Liz accompanied the bride and groom, Bridget and Charlie. Bridget’s veil dragged on the ground and her graceful head shifted from side to side. Charlie’s shirt gaped open near the bottom and his tongue hung out the right side of his mouth. I stood near the front, moving around while trying to find a good angle. I caught Liz’s attention and winked at her.
“Let me start by introducing myself,” the gentleman said. “I have known the bride and groom since the day they were born.” He stopped and looked at Liz. “Almost a year ago isn’t it Liz?”
Liz nodded and smiled.
“I’m Vincent Marlow, the family vet.”
The wedding party contributed their comments by barking. Dr. Marlow patted each of the four heads lined up in front of him. He bent down in front of Bridget and Charlie. “We are here today to wish you both a long and happy life together. How about we shake a paw?” He grasped the paw offered by each of the dogs.

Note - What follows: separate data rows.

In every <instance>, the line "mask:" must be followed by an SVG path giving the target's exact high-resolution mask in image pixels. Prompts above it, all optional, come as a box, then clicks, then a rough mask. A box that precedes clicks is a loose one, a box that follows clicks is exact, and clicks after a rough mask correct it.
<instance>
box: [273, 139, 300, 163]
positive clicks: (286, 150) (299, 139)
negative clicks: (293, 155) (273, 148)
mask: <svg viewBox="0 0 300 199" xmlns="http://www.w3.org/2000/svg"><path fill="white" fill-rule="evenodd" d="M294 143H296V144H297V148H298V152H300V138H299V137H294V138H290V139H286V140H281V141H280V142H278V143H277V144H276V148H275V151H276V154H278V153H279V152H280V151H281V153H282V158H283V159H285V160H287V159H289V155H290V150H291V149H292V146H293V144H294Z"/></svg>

The guests whistled and clapped their hands. The pair of playful retrievers rolled on the lawn. Grass clippings stuck to their golden coats. Bridget crushed the veil. Charlie popped off the last of his shirt’s buttons. Abby, our black and white boarder collie, shook loose the bow on her head and nudged Chloe’s hand. Max, an even-tempered cross-breed continued to wear his bow-tie with dignity.
Liz addressed the guests. “On behalf of Bridget and Charlie, Abby and Max, we thank you for joining in the celebration with us this evening and for your generous donations. Dinner is being served...”
Liz raised her right hand and pointed in the general direction of the barbecues. A pair of Siamese cats feasted on grilled lemon and pepper salmon steaks.
“Behold,” Liz shouted. “A pair of party crashers. Who says this isn’t a real wedding?”